The authors themselves introduce notes of caution regarding these claims from the labs, pointing out that the labs have incentives to describe their own momentum in the most forceful terms possible, and that their forecasts might not come true on the stated timelines. However, they argue that the organizational thesis holds up just as well without assuming the arrival of a superintelligence: it is enough to rely on what is already happening —work loops closing in domains where verification is strong— combined with the observation that technological capability diffuses and travels between domains.

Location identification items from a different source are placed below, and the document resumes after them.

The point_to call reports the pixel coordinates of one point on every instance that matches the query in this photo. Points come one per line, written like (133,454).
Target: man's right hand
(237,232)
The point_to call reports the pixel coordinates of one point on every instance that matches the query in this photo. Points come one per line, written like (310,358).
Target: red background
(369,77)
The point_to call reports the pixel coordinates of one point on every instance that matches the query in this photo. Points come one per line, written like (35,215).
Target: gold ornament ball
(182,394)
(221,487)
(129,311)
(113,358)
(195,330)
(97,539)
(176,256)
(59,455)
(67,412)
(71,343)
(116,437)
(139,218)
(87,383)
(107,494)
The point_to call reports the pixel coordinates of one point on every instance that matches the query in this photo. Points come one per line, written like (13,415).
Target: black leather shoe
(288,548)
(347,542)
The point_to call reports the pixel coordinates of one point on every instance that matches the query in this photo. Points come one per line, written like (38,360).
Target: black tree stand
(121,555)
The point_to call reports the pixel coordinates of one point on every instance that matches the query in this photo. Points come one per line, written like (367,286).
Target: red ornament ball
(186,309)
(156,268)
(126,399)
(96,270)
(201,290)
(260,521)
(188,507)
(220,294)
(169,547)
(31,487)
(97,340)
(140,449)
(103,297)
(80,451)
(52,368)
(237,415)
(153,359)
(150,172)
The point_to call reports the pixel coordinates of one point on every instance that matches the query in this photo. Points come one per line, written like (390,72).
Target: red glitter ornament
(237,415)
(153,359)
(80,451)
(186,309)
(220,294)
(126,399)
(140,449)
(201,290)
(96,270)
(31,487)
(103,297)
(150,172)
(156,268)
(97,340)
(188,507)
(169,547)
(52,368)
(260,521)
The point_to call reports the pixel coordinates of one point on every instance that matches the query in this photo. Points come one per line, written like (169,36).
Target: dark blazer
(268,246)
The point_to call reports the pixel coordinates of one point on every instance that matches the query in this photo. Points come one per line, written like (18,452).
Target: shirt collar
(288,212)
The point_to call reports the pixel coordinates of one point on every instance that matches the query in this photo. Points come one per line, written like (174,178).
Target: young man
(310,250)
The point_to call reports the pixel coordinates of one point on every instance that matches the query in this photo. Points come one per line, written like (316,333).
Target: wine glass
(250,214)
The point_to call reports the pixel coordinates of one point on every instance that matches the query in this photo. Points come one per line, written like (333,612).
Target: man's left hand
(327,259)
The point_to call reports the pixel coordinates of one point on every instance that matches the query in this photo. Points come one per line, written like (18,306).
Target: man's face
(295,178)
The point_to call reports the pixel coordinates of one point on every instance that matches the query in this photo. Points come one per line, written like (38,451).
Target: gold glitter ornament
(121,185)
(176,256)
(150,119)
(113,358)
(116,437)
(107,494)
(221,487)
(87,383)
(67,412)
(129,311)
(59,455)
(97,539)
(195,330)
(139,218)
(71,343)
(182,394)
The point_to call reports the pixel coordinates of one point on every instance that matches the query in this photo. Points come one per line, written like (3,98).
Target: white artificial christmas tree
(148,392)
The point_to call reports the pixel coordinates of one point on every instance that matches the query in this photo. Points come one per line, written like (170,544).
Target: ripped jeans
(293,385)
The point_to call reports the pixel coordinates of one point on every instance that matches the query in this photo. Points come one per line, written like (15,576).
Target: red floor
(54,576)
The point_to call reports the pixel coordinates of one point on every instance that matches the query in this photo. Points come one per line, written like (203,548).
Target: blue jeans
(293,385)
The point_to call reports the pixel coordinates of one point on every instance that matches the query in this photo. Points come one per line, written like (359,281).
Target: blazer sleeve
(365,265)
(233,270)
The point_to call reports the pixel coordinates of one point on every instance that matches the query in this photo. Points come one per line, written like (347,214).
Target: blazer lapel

The text cuts off just as it promises to address 'why this reaches you on a schedule you don't control', leaving undeveloped in the available material the sections on the review bottleneck in closed workflows, the three types of infrastructure that do not yet exist, the two directions in which the flywheel can spin (for good or for ill), which loops should be closed first, and the new gap between organizations according to their capacity for verification at machine speed. Nonetheless, the article's own final FAQ offers hints about these topics: it identifies the main risk of a flywheel as compounding error and reward hacking (since each run feeds the next, small errors propagate instead of remaining isolated, and the system may optimize a measured metric while losing sight of the original intent), and suggests as defenses regression evaluations, canary checks, drift detection, and always keeping a human who reviews the verifier instead of reviewing each individual output. It also hints, without developing it, that the workflows best suited to closing the loop first would be those of the synchronization-and-transformation, triage and monitoring patterns, while work based on 'good taste' or subjective judgment —such as writing outward-facing content— should be closed last, if it is closed at all.
Overall, the available fragment offers a clear and well-argued conceptual framework —pipeline, workflow, flywheel— and a powerful central thesis: the key to safe autonomy is not to eliminate the human, but to move their judgment into a robust verifier, and the strength of that verifier determines which tasks can be automated in a closed loop. For those who follow Manuel's newsletter, the immediate practical value is the question it poses to any organization: which workflows already have a verifier equivalent to a test suite, and which still depend entirely on human judgment as the only layer of control? That question, more than the figures about AI labs, seems to be the real actionable core of the article, though to learn the authors' concrete recommendations on infrastructure and prioritization one would have to access the full paid version.